1. **Parsing & Conversion**

   - Parses and converts multiple file types (.txt, .docx, .pdf, .ppt, .xlsx, etc.) into Markdown.
   - Leverages **Marker** for accurate and efficient parsing of both text and visual elements.
   - Extracts images, charts, and tables, embedding them in Markdown.
   - _(Optional)_ Converts documents into PDFs using **LibreOffice** for easy viewing.

2. **Visual Analysis**

   - Distinguishes logos from content-rich images.
   - Extracts and preserves the original language from images.
   - Uses multiple agents to extract useful information from the images.

3. **Fast & Efficient**

   - Supports parallel processing for faster handling of large folders.

4. **Streamlit GUI**
   - A user-friendly interface to upload and parse files (or multiple files at once!) or entire directories.
   - Download results directly from the GUI.

---

## 📑 Table of Contents

1. [Features](#features)
2. [Prerequisites](#prerequisites)
3. [Installation Options](#installation-options)
   - [Install via PyPI](#install-via-pypi)
   - [Local Development Setup](#local-development-setup)
4. [Basic Usage](#basic-usage)
   - [CLI Usage](#cli-usage)
   - [Streamlit GUI](#streamlit-gui)
5. [Advanced Usage](#advanced-usage)
   - [Command-Line Arguments](#command-line-arguments)
   - [Example Commands](#example-commands)
6. [Output Structure](#output-structure)
7. [Code Example](#code-example)
8. [Contributing](#contributing)
9. [License](#license)
10. [Acknowledgments](#acknowledgments)

---

## ✨ Features

- 📄 **Document Conversion**  
  Converts `.txt`, `.docx`, and other supported file types into `.pdf` using **LibreOffice** (optional if you only need to parse PDFs).

- 📊 **Page Counting**  
  Automatically counts pages in PDFs using **PyPDF2**.

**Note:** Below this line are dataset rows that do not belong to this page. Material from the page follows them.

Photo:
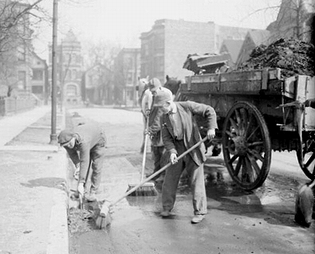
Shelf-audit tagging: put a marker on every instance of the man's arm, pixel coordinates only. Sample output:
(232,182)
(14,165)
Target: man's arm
(73,156)
(207,112)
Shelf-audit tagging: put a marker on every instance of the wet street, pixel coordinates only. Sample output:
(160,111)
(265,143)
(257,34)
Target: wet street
(261,221)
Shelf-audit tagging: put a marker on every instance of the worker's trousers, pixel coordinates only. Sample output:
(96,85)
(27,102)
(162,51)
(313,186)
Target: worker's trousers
(97,159)
(197,182)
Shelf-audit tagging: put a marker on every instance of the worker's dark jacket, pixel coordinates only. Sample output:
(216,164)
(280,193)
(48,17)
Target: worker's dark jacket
(186,111)
(90,141)
(155,124)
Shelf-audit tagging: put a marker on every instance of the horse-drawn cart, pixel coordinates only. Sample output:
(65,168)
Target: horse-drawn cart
(258,111)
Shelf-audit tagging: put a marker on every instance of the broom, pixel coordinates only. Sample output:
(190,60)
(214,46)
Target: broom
(304,204)
(104,218)
(148,188)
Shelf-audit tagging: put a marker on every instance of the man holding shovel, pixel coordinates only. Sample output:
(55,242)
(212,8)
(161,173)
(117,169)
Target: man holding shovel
(155,131)
(180,132)
(85,145)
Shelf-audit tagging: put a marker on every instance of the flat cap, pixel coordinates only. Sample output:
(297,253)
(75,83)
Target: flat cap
(155,83)
(162,95)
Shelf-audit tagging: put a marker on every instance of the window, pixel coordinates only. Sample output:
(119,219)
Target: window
(129,78)
(37,89)
(21,53)
(159,64)
(74,74)
(38,75)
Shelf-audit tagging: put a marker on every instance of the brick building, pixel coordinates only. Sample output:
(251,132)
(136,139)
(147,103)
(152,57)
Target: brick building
(69,62)
(127,72)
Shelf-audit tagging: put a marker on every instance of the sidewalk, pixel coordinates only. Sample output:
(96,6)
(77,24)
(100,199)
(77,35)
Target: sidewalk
(33,192)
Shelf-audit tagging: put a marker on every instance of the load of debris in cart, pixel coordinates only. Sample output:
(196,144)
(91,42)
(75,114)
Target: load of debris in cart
(292,56)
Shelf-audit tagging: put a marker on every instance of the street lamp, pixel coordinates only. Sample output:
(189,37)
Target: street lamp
(53,135)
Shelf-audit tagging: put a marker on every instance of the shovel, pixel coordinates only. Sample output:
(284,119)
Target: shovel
(304,204)
(104,218)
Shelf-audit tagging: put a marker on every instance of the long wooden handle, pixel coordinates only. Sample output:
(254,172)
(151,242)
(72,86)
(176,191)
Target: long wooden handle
(157,172)
(144,150)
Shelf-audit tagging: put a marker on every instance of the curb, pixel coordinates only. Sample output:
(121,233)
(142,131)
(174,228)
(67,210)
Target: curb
(58,227)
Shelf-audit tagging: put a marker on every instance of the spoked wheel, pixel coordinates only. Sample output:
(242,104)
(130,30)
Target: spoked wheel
(306,154)
(246,145)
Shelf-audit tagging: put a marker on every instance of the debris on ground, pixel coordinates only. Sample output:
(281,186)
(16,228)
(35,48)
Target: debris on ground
(79,220)
(292,56)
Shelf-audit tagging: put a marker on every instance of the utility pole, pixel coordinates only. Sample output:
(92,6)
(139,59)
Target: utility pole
(53,135)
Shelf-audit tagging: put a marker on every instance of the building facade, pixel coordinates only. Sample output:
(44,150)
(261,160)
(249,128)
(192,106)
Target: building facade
(126,75)
(166,46)
(39,77)
(97,86)
(69,72)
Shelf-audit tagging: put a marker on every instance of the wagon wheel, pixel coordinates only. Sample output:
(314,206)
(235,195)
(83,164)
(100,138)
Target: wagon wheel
(246,145)
(306,155)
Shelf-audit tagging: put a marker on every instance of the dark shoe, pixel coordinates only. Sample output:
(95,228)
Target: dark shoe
(154,178)
(197,218)
(165,213)
(90,197)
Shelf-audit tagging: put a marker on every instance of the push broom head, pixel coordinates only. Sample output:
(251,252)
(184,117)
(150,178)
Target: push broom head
(147,189)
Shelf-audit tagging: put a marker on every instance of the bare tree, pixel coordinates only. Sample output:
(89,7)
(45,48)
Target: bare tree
(16,22)
(102,56)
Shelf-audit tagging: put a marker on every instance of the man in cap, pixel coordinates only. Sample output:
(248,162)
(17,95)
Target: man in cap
(180,132)
(154,130)
(85,145)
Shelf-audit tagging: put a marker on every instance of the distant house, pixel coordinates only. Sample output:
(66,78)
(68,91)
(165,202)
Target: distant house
(165,48)
(39,84)
(69,71)
(252,40)
(126,74)
(96,85)
(232,47)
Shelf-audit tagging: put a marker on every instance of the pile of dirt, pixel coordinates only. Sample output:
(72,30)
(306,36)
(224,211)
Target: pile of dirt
(292,56)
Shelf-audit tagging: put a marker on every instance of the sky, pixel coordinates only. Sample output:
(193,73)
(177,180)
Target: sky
(123,21)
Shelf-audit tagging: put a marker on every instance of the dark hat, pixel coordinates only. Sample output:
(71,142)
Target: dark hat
(65,136)
(162,95)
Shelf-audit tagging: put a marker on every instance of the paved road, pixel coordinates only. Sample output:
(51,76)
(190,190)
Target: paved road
(237,222)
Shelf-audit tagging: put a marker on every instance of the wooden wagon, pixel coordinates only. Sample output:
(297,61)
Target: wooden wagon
(258,111)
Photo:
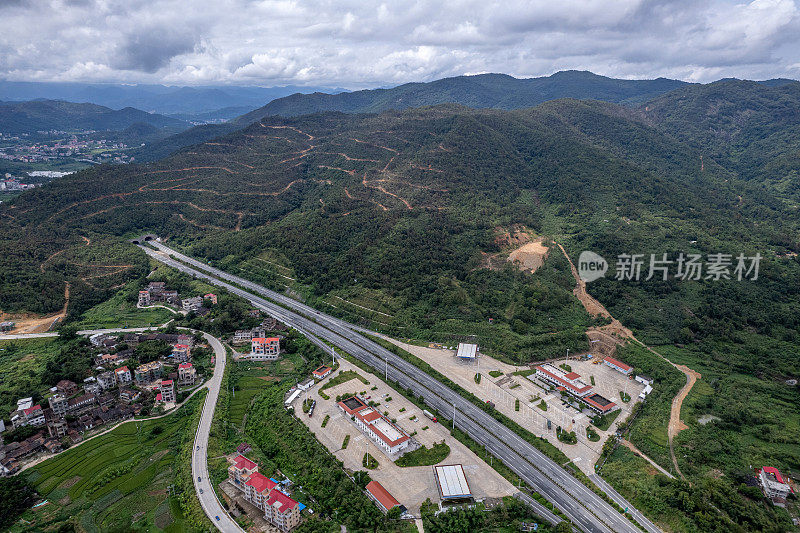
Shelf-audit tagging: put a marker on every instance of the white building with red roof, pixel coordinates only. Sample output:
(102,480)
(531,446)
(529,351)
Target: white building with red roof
(257,489)
(264,348)
(389,438)
(381,496)
(569,380)
(123,375)
(181,352)
(264,493)
(187,374)
(241,470)
(167,391)
(34,416)
(282,510)
(618,365)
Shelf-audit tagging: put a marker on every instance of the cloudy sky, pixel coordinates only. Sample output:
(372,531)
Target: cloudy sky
(355,44)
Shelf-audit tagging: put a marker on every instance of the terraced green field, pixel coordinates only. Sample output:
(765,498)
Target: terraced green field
(119,481)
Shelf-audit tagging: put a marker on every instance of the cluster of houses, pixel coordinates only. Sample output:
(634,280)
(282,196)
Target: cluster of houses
(114,392)
(265,493)
(157,293)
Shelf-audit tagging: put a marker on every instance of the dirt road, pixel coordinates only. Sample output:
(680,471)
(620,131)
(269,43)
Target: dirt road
(617,331)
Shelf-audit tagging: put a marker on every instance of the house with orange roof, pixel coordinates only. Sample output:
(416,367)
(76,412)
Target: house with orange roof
(264,348)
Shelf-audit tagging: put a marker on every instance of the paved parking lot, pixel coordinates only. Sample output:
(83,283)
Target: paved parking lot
(504,390)
(411,486)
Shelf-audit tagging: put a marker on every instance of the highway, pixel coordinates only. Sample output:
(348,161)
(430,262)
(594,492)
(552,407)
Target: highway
(202,485)
(584,508)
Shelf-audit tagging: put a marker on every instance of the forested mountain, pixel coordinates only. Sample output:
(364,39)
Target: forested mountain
(498,91)
(401,209)
(45,115)
(749,127)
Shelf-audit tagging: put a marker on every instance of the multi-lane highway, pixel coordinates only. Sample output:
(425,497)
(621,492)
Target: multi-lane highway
(585,508)
(202,484)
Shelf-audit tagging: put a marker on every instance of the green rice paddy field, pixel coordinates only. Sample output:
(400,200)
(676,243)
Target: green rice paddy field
(120,481)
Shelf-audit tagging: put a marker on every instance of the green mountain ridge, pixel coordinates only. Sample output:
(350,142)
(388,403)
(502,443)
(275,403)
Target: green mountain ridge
(404,212)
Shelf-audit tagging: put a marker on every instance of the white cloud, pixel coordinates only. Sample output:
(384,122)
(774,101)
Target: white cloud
(354,44)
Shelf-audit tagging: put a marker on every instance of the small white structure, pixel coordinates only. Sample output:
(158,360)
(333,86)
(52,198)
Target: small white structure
(774,485)
(452,482)
(292,397)
(647,390)
(467,351)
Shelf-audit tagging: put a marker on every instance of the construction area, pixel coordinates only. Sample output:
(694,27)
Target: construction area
(410,485)
(505,385)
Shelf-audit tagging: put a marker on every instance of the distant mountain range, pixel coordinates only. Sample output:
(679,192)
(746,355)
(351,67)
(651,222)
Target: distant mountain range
(498,91)
(45,115)
(153,98)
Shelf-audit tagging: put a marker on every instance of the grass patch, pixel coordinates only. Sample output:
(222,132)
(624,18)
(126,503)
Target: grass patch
(604,421)
(121,311)
(343,377)
(108,481)
(425,456)
(369,462)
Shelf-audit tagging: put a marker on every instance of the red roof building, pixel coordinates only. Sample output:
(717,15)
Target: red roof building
(381,496)
(569,380)
(618,365)
(322,372)
(384,433)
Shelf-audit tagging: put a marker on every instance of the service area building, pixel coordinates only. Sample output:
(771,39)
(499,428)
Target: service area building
(452,482)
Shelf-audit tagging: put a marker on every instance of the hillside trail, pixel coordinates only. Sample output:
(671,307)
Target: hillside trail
(620,333)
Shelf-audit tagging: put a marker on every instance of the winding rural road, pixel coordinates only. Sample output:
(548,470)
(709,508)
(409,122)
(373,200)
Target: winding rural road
(202,483)
(587,510)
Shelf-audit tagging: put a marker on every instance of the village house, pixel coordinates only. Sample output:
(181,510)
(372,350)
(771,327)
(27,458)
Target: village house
(192,304)
(59,405)
(107,380)
(322,372)
(129,395)
(264,493)
(123,375)
(148,372)
(264,349)
(167,391)
(774,485)
(180,352)
(186,374)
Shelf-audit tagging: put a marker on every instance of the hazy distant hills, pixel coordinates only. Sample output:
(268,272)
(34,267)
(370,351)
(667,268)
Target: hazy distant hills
(498,91)
(44,115)
(153,98)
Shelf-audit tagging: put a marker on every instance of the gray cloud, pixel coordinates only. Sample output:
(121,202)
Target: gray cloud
(357,44)
(151,49)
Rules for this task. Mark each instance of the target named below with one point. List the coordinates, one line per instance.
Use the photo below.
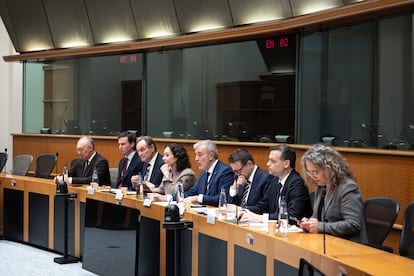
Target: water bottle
(140, 188)
(95, 179)
(180, 192)
(283, 218)
(65, 173)
(222, 204)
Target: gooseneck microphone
(5, 162)
(56, 167)
(323, 218)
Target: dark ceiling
(39, 25)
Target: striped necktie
(243, 201)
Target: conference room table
(128, 237)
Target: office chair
(380, 215)
(21, 164)
(113, 172)
(307, 269)
(407, 234)
(45, 164)
(3, 160)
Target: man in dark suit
(131, 164)
(215, 175)
(151, 169)
(81, 168)
(250, 182)
(288, 184)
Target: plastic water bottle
(65, 173)
(222, 204)
(180, 192)
(95, 178)
(283, 218)
(140, 187)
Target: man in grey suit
(215, 175)
(151, 169)
(131, 163)
(250, 182)
(288, 184)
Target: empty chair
(407, 234)
(3, 160)
(45, 164)
(21, 164)
(380, 215)
(113, 172)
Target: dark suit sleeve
(297, 197)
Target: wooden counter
(269, 254)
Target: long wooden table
(223, 248)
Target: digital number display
(277, 43)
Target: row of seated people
(22, 163)
(334, 207)
(257, 193)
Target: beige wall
(11, 107)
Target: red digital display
(128, 59)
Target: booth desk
(31, 214)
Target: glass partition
(350, 86)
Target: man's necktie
(123, 172)
(278, 190)
(243, 201)
(85, 166)
(147, 174)
(207, 185)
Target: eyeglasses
(312, 173)
(239, 170)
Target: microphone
(324, 219)
(237, 191)
(5, 161)
(57, 157)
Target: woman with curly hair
(176, 168)
(337, 204)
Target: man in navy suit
(131, 164)
(288, 184)
(151, 169)
(215, 175)
(81, 168)
(250, 182)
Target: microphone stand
(324, 220)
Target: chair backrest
(380, 215)
(21, 164)
(3, 160)
(113, 172)
(407, 234)
(45, 164)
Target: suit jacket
(135, 166)
(343, 212)
(295, 193)
(81, 177)
(156, 175)
(259, 186)
(222, 177)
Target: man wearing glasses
(250, 182)
(287, 183)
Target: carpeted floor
(19, 259)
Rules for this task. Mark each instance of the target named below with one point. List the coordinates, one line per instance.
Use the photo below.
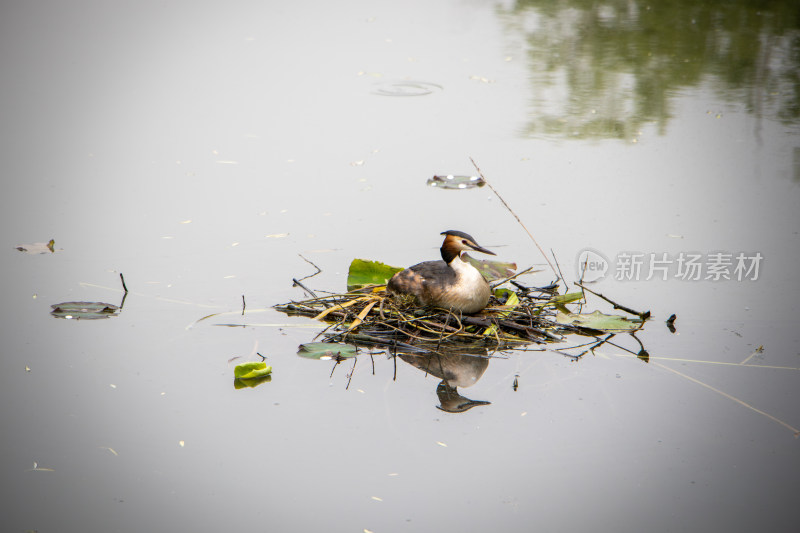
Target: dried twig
(515, 216)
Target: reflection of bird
(452, 402)
(455, 370)
(452, 283)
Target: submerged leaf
(239, 383)
(38, 247)
(599, 321)
(363, 273)
(251, 375)
(252, 370)
(84, 310)
(326, 350)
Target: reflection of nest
(370, 316)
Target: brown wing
(425, 281)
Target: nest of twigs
(370, 316)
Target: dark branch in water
(643, 316)
(124, 288)
(312, 264)
(296, 283)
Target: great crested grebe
(452, 283)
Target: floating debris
(38, 247)
(405, 88)
(456, 182)
(369, 316)
(84, 310)
(251, 375)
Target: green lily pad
(251, 375)
(84, 310)
(252, 370)
(363, 273)
(326, 350)
(599, 321)
(250, 383)
(491, 270)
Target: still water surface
(199, 149)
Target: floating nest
(515, 317)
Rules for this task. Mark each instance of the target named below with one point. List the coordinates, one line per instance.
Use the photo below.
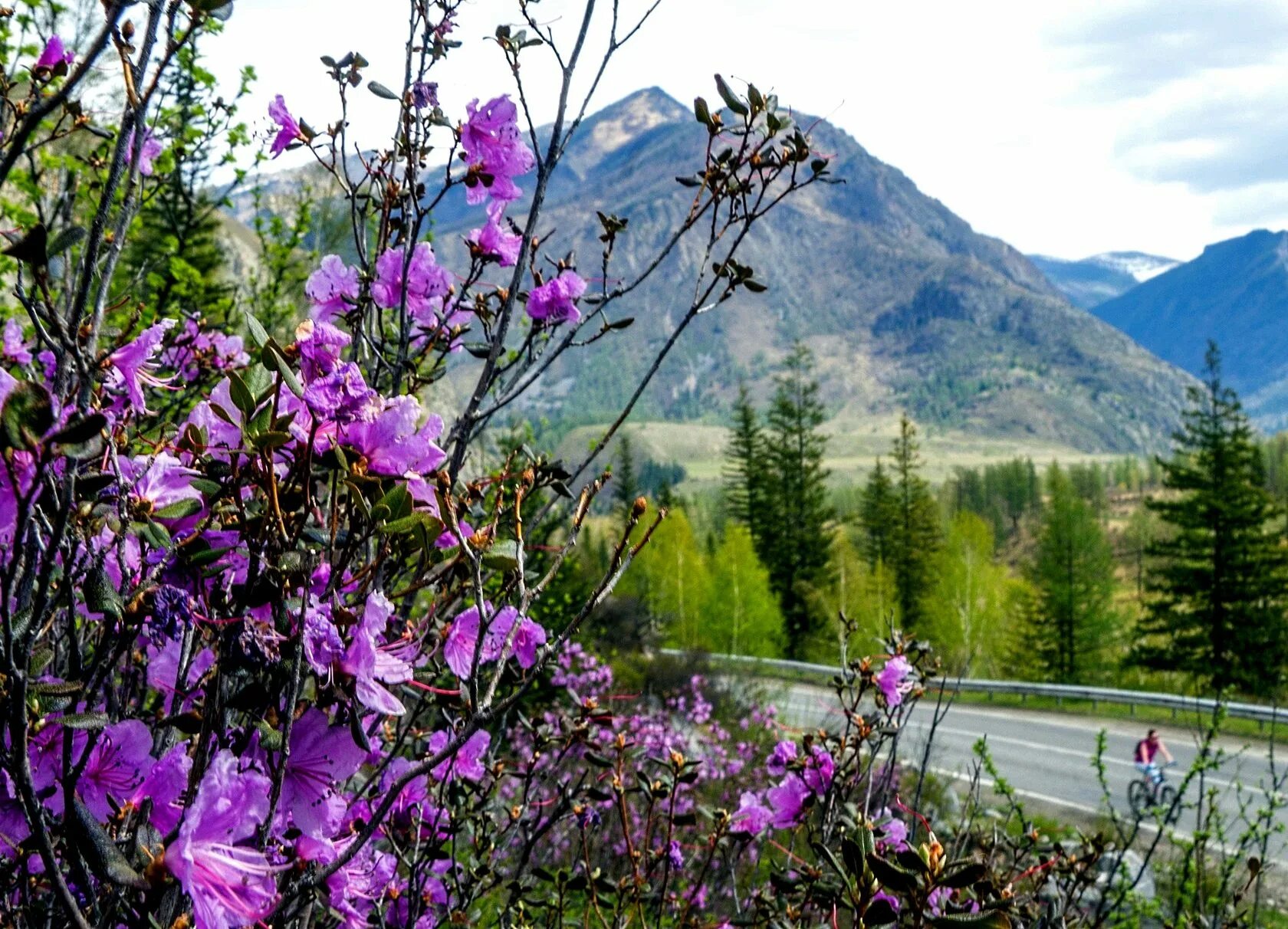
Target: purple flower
(893, 681)
(554, 302)
(164, 786)
(132, 363)
(787, 802)
(333, 289)
(530, 637)
(424, 94)
(426, 282)
(13, 821)
(322, 758)
(894, 832)
(496, 151)
(150, 149)
(468, 760)
(115, 767)
(159, 480)
(288, 129)
(675, 855)
(820, 770)
(464, 634)
(373, 662)
(495, 238)
(782, 755)
(751, 817)
(54, 54)
(229, 885)
(393, 445)
(15, 350)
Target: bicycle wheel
(1138, 798)
(1167, 803)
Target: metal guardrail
(1059, 692)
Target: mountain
(1091, 281)
(903, 304)
(1235, 293)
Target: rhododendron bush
(274, 648)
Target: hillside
(1091, 281)
(903, 304)
(1235, 293)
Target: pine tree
(744, 471)
(918, 535)
(626, 486)
(877, 516)
(1073, 573)
(1217, 586)
(797, 540)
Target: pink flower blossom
(468, 760)
(554, 302)
(495, 238)
(150, 149)
(426, 282)
(132, 365)
(333, 289)
(496, 149)
(54, 54)
(231, 885)
(751, 817)
(893, 681)
(15, 350)
(288, 128)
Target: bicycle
(1148, 793)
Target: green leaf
(100, 853)
(892, 875)
(729, 97)
(179, 509)
(28, 415)
(964, 876)
(504, 556)
(242, 396)
(992, 919)
(100, 594)
(258, 334)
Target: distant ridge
(1235, 293)
(1090, 281)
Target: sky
(1062, 126)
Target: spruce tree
(744, 471)
(918, 533)
(626, 486)
(797, 540)
(1216, 586)
(1073, 573)
(877, 516)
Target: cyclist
(1147, 750)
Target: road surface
(1049, 758)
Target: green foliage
(918, 537)
(879, 513)
(1073, 573)
(795, 548)
(973, 601)
(1217, 586)
(1001, 494)
(741, 615)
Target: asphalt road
(1047, 758)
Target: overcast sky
(1063, 126)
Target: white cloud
(1030, 120)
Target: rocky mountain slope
(905, 306)
(1091, 281)
(1235, 293)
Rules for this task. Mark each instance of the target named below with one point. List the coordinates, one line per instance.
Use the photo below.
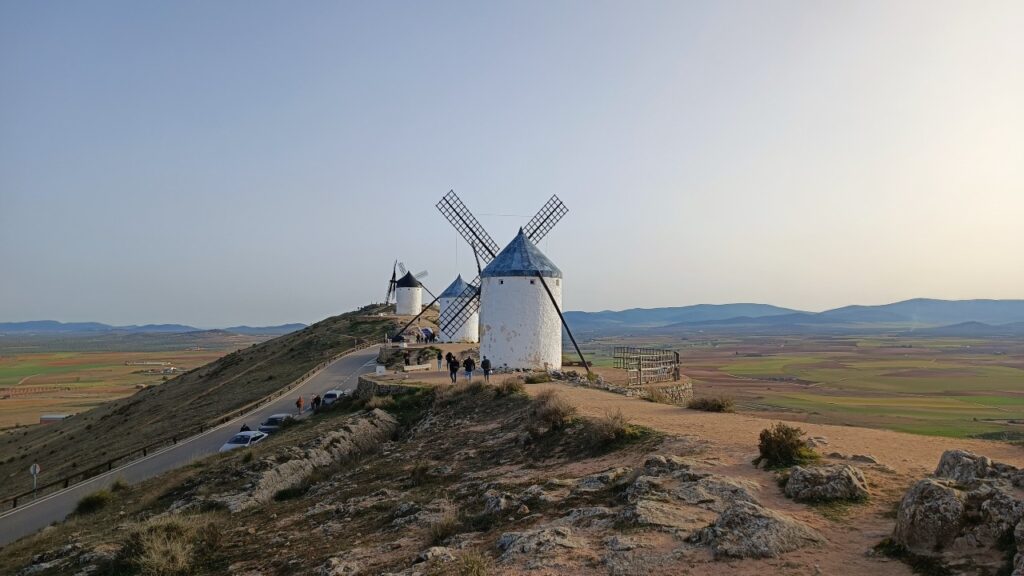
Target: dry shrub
(446, 524)
(713, 404)
(511, 385)
(169, 545)
(538, 377)
(94, 502)
(551, 411)
(782, 446)
(381, 402)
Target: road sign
(34, 469)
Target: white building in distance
(409, 295)
(519, 326)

- 🖼️ **Image Processing**  
  Analyzes images to differentiate logos from content-rich images. Extracts relevant data and updates the corresponding Markdown file.

- ✍️ **Markdown Parsing**  
  Uses **Marker** to generate clean, structured Markdown files from parsed PDFs.

- 🌐 **Multilingual Support**  
  Maintains the original language of the content during extraction.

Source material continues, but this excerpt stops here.